Thanks. I will look at that tonight. It might come in handy in another application.


----------



## tiv0 newbie (Aug 28, 2015)

I know that this is an old thread, but I am hoping that someone can help me. I want to pull videos without metadata files from my PC to my Tivo and have them sorted into folders by the years that they were made. So, when I go to "My Shows" on the Tivo I can go into a folder labeled as "2008" and scroll through videos that I made in 2008 and so on. I have tried creating .txt files for a few test videos, but they will not sort into folders. Can anyone give me some help?


----------



## Mikeguy (Jul 28, 2005)

tiv0 newbie said:


> I know that this is an old thread, but I am hoping that someone can help me. I want to pull videos without metadata files from my PC to my Tivo and have them sorted into folders by the years that they were made. So, when I go to "My Shows" on the Tivo I can go into a folder labeled as "2008" and scroll through videos that I made in 2008 and so on. I have tried creating .txt files for a few test videos, but they will not sort into folders. Can anyone give me some help?

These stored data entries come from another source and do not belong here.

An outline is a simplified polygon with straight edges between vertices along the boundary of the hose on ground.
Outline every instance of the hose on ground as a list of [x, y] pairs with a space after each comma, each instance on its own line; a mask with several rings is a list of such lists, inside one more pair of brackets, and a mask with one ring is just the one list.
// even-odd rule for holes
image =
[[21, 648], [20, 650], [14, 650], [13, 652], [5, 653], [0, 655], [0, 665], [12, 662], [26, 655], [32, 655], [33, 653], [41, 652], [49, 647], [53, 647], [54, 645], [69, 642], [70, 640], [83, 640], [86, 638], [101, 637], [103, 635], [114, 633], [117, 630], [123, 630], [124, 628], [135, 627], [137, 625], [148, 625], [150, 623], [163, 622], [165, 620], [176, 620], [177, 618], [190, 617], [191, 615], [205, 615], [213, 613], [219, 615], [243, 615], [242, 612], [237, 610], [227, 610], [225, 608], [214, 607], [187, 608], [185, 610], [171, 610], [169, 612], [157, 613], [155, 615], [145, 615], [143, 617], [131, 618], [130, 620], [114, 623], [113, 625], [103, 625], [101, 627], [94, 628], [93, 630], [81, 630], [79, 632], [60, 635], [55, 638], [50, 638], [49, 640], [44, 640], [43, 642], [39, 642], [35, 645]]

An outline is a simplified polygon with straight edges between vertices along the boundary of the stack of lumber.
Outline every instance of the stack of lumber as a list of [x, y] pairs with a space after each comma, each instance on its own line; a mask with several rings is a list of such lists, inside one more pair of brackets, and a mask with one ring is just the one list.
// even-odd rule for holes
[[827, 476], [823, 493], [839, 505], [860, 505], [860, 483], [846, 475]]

Did you see post #14 above, and go to the linked information--have you looked into MetaGenerator?


----------



## tiv0 newbie (Aug 28, 2015)

Mikeguy said:


> Did you see post #14 above, and go to the linked information--have you looked into MetaGenerator?


Mikeguy,
Thank you for the response. I did follow the thread linked in post #14, but what I saw required a "push" transfer which apparrently
is no longer working for Tivos. I have also looked into metagenerator, but that appears to be a tool to fetch metadata from the internet for published movies and TV series etc and not for home brew movies for which no metadata exists. However, I am very unsophisticated in these areas and I could be misinterpreting some things.


----------



## HerronScott (Jan 1, 2002)

Check this post.

Metagenerator 3 -- Support & Downloads

Scott


----------



## tiv0 newbie (Aug 28, 2015)

HerronScott said:


> Check this post.
> 
> Metagenerator 3 -- Support & Downloads
> 
> Scott


HScott,
Thanks for the heads up. I will give it a try. Thank you very much.


----------



## tiv0 newbie (Aug 28, 2015)

HerronScott said:


> Check this post.
> 
> Metagenerator 3 -- Support & Downloads
> 
> Scott


I tried the method from the post you referenced. I still cannot get the videos to group in a particular folder.


----------



## Sparky1234 (May 8, 2006)

Technogod said:


> I have MPEG files captured from another DVR that I want to transfer to my TiVo. How can I add the metadata information to the files so TiVo will display the proper information and add them to the proper folder?


Tweaked again:

title : Movie Name
seriesTitle : Any Name you want for folder (shows on TiVo as the folder name)
episodeTitle : Movie Name (2015) (I add year in parentheses)
episodeNumber : 00000xx (create your own sequence of numbers)
description : Movie description from MG3 or pytivo
isEpisode : true
isEpisodic : true
seriesId : TSxxxxxxxx (TS with SAME 8 digit number)

referenced here:

Metagenerator 3 -- Support & Downloads


----------



## Sparky1234 (May 8, 2006)

Sparky1234 said:


> Tweaked again:
> 
> title : Movie Name
> seriesTitle : Any Name you want for folder (shows on TiVo as the folder name)
> ...


This works for TV shows or whatever programs you want in the same folder.


----------